Any Bible scholars catch my drift*? The early followers of Christ were said to belong to “the Way.” So if we re-write the passage with that in mind, we totally see how Paul’s zeal was misplaced, and he missed the Way. Paul was zealous for Judiasm. But he missed the gospel entirely. In Philippians 3, he lists his amazing credentials:

[He was] circumcised on the eighth day, of the people of Israel, of the tribe of Benjamin, a Hebrew of Hebrews; in regard to the law, a Pharisee; as for zeal, persecuting the church; as for legalistic righteousness, faultless.
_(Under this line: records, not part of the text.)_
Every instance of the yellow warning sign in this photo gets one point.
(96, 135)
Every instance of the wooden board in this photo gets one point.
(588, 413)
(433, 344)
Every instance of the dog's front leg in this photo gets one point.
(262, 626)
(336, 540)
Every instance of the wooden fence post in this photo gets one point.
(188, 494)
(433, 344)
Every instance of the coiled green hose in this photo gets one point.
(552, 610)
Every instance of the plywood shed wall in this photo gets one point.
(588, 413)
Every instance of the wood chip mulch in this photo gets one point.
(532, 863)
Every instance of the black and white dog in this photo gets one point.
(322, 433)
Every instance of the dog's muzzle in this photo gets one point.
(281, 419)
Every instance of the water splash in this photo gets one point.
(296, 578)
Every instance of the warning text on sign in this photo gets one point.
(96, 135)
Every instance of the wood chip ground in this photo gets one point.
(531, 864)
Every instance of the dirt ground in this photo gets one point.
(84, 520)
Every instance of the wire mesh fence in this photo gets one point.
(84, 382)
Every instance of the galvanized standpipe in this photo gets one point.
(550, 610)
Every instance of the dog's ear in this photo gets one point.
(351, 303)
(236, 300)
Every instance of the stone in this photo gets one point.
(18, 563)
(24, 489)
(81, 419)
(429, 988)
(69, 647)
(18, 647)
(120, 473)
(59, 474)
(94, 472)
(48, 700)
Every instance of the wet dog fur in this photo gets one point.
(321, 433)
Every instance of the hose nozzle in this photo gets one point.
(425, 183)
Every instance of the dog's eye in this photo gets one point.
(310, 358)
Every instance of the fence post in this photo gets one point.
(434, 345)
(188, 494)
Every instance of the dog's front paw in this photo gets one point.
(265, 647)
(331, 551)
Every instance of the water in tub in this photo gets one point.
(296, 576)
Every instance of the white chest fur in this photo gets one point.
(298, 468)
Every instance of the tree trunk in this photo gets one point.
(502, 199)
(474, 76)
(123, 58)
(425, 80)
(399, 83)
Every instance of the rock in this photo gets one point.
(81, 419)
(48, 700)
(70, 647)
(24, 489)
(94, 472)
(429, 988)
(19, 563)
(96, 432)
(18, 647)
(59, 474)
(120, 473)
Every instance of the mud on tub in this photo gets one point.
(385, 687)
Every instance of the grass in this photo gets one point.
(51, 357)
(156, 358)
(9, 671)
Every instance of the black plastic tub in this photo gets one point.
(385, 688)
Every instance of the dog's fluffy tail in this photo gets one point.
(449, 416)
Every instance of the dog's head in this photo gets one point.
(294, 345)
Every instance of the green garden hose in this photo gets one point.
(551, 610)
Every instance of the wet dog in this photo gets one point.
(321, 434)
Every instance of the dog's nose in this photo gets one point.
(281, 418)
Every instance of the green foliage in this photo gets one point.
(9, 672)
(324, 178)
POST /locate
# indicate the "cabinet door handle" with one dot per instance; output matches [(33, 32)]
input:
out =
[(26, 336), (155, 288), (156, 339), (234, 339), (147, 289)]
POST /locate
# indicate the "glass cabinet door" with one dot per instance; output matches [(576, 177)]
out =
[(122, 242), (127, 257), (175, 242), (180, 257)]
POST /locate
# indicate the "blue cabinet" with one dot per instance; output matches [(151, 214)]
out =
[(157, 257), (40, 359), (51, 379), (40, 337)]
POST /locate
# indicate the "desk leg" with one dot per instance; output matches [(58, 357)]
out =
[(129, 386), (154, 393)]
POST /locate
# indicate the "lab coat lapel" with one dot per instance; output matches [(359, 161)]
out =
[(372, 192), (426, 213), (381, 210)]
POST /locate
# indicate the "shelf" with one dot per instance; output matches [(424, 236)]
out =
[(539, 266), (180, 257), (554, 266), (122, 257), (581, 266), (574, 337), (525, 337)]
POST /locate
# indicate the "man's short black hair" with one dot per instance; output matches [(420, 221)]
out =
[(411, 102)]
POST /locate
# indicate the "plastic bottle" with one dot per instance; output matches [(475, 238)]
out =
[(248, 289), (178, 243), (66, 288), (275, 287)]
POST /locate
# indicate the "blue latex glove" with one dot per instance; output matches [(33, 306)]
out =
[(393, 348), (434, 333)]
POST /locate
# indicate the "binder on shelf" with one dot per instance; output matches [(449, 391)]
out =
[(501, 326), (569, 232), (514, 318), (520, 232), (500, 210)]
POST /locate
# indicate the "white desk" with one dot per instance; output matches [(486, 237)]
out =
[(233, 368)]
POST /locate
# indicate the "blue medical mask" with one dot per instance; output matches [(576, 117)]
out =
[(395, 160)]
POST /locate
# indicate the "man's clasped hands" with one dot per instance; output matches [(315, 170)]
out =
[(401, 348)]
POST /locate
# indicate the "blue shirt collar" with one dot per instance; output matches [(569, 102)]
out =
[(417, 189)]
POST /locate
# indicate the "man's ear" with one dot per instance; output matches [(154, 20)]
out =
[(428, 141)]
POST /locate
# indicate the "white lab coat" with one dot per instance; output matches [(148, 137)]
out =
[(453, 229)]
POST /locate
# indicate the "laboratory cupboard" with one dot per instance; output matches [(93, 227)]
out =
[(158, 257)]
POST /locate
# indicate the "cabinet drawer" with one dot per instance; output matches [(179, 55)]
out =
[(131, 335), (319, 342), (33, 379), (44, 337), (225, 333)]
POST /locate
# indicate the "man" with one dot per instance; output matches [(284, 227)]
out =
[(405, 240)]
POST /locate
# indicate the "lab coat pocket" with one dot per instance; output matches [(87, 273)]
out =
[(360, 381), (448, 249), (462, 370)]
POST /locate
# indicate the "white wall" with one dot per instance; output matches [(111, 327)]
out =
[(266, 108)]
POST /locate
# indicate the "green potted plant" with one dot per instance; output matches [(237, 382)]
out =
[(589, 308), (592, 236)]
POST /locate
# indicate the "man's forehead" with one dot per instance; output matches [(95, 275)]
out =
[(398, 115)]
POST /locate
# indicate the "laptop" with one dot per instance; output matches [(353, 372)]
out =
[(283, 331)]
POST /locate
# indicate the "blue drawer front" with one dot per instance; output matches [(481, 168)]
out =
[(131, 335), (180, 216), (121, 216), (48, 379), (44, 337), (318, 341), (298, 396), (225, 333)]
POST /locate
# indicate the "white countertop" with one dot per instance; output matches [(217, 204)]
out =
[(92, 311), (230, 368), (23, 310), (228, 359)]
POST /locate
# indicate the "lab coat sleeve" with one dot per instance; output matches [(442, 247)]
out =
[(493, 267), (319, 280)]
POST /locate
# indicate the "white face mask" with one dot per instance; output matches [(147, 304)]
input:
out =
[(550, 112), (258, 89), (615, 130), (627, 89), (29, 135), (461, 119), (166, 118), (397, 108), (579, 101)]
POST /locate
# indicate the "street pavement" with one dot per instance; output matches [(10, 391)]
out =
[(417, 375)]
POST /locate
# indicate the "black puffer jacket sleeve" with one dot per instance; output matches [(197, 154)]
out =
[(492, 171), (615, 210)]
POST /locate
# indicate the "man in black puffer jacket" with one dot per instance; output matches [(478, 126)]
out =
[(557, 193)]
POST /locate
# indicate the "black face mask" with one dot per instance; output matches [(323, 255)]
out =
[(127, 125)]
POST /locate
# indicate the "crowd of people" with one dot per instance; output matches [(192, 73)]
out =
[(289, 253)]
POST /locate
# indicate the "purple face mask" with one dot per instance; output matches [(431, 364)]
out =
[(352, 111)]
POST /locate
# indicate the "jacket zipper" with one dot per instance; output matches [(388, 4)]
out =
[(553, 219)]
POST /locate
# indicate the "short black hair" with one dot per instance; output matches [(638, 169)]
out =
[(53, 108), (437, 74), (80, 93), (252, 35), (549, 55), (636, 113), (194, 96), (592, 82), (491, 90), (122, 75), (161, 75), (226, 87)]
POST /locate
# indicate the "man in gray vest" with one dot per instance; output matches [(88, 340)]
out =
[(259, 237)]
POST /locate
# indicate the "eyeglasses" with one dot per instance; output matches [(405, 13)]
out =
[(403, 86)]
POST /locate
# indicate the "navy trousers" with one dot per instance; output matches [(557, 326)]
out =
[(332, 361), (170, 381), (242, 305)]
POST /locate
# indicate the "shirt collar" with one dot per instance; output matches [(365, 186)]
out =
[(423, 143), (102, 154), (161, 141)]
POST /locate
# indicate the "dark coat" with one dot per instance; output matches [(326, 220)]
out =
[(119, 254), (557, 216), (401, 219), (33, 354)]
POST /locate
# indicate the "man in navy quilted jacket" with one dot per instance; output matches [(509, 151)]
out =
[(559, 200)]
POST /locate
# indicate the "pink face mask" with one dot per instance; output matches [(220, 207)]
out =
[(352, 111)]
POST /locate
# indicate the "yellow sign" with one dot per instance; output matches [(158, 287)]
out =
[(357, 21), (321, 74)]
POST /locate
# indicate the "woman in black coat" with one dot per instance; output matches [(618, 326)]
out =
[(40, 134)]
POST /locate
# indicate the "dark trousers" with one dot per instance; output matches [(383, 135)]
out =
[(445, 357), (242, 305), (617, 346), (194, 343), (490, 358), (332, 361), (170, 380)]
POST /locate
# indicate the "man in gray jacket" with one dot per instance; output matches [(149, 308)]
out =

In verses 7 and 8, he tells us of his folly:

But whatever was to my profit I now consider loss for the sake of Christ. What is more, I consider everything a loss compared to the surpassing greatness of knowing Christ Jesus my Lord, for whose sake I have lost all things. I consider them rubbish…

So indeed, if we are to be zealous, we’d better be educated on where we’ve placed our zeal.